Webbhelix multilineata (Say, 1821)
Striped Whitelip
- Helix multilineata Say 1821: 150.
- Helix multilineata var. rubra Witter 1878: 384.
- Polygyra multilineata algonquinensis Nason 1906: 141.
- ? Polygyra multilineata chadwicki Ferriss 1907: 37.
- Polygyra multilineata var. altonensis F. C. Baker 1920: 65.
- Polygyra multilineata var. wanlessi F. C. Baker 1928: 132.
- There are a number of noma nuda, which were intended to denote various colour variants (see Binney 1858, Witter 1878, Walker 1906).

Identification. Shell subglobose, with low, convex spire. Periphery rounded. Suture deep. Whorls 5–6, regularly increasing in size. Aperture broadly crescent-shaped, without denticles. Lip thin, reflected, not much expanded. Umbilicus closed by a callus but shallowly indented. Rather thin-shelled. Protoconch smooth. Teleoconch with narrow, closely spaced colabral riblets. Shell yellowish grey with reddish bands of various widths. Width to ca 20–25 mm (wider than high).

Within the Canadian populations there is considerable variation in the mature size of shells.
This is one of the few spirally banded polygyrids. The only other polygyrid with spiral bands in Canada is Allogona profunda.
Animal dark brownish grey, with tubercles paler; ocular tentacles darker.

Habitat. Low, wet places in woods, marshes, wet meadows; living under driftwood and logs and in leaf litter. On Point Pelee and Pelee Island found lower, wetter areas in sandy Common Hackberry (Celtis occidentalis) woods and wet maple woods.
Global range. Ontario, Minnesota, Wisconsin, and Michigan, south to Arkansas and Mississippi, east to New York, Pennsylvania, and West Virginia, and west to Nebraska and Kansas (Pilsbry 1940, COSEWIC 2018).
Canadian range. Southwestern Ontario: Point Pelee, Pelee Island, and Walpole Island.
Although native to Canada, there was an attempt to introduce this species in Ottawa and Gatineau Park, Hull (now Gatineau), Quebec (Latchford 1887). The Ottawa colony rapidly disappeared, but in 1936, snails were still found in Quebec (Fairbairn 1937; FMNH 146361). Recent fieldwork (2016, R. Forsyth and A. Nicolai) in Gatineau Park and nearby sites failed to find this species there and the introduced populations is presumed to have perished (COSEWIC 2018).
Etymology.

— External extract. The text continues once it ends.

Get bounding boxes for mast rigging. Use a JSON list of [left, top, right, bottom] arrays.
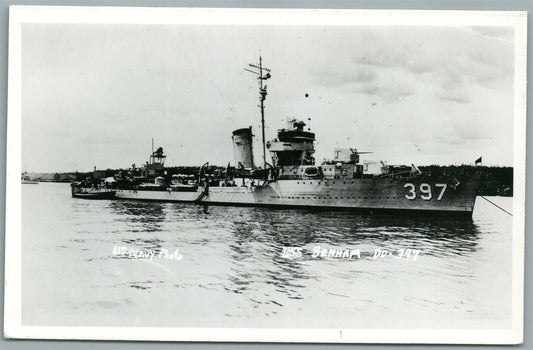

Latin: multi, many + lineata, lined.
Remarks. The inclusion of Polygyra multilineata chadwicki Ferriss, 1907 in the synonymy is unclear: Pilsbry (1940) treated chadwicki as a form or subspecies, but although Webb (1952) raised it to a full species, and Vagvolgyi (1968) and Hubricht (1985) believed it to be a synonym.
Grimm (1996) doubted that Webbhelix from Pelee Island are conspecific with W. multilineata and indicated that these are an undescribed new species. Some material in the CMNML collection was labelled by him with a manuscript name, but this taxon was never formally described.